Хотя еще большой вопрос, для кого мой ответ был большим разочарованием — для нее или для меня?
— Пока — нет.
— А чем мы отличаемся от европейцев? — спросила она; и я задумался, перед тем как сформулировать ответ:
— Европейцы не переходят дорогу на красный свет, даже если на дороге нет машин.
— И все? — Энн посмотрела на меня удивленно; и мне пришлось задуматься вновь.
— Европейцы не могут не улыбнуться, встретившись взглядом с глазами ребенка.
— Так, может, они за деньги улыбаются?
— Так, может, мы за деньги ругаемся матом в автобусе?
— Так что же, по-твоему, армия теперь не нужна никому?
— Нужна, Энн, очень нужна.
Только совсем другая армия.
Сейчас в мире поднимается терроризм, торговля наркотиками, но против них межконтинентальными ракетами и подводными лодками не воюют.
Сейчас нужна армия особого, специального назначения. — До этого момента я говорил о том, на понимание чего у меня хватало знаний — на большее у меня знаний не хватало:
— И какой она должна быть, должны сказать специалисты.
Сказать и стране, власти…
— …Все равно ельцинская власть бросила нас, — проговорила Энн, и в ее словах звучала уверенность в том, что сказанное ей было настолько очевидным, что не нуждалось не только в поправках, но даже в комментариях.
В ответ я искренне вздохнул:
— Это не вина, а беда власти, которой пришлось выбирать: вести страну в современность или оставить ее там, где она находилась.
— Так что же, Еайдар, по-твоему, был прав и не делал ошибок?
— Энн, Еайдар был прав, хотя, наверное, сделал очень много ошибок, как и всякий, кто идет по новому, неизведанному пути.
— Почему ты так думаешь?
— Потому что Еайдара ругают многие, но никто не говорит о том, что нужно было делать на месте Еайдара.
И потом, у него было мало времени.
— Почему?
— Потому что еды в стране оставалось на неделю…
— …В общем, я поняла: ты за капитализм.
— Да.
Потому что в наше время ничего, кроме капитализма, кормить людей не может.
— Поняла.
Я теперь — тоже…
— …Какой обла во мне, — прошептала Энн помолчав.

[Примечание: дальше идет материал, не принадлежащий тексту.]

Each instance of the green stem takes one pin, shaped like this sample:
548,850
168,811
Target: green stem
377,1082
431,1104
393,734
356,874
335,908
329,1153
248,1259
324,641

И хотя я никогда не считал, что если человек говорит так, что мне не понятно, то он говорит неправильно — все-таки решил уточнить:
— А при чем здесь облако? — И она уточнила:
— Обла — это не облако.
Обла — это облом…
— …Потом расскажешь мне все это еще раз, — проговорила Энн; и я переспросил ее:
— Зачем?
— Затем, чтобы я все хорошо запомнила.
Разговор с этой молодой женщиной был не ездой по накатанному тракту в неспешном тарантасе под мерный цокот копыт, а напоминал скачки галопом по пересеченной местности под искры, высекаемые подковами.
Да и вообще — все общение с ней было дорогой.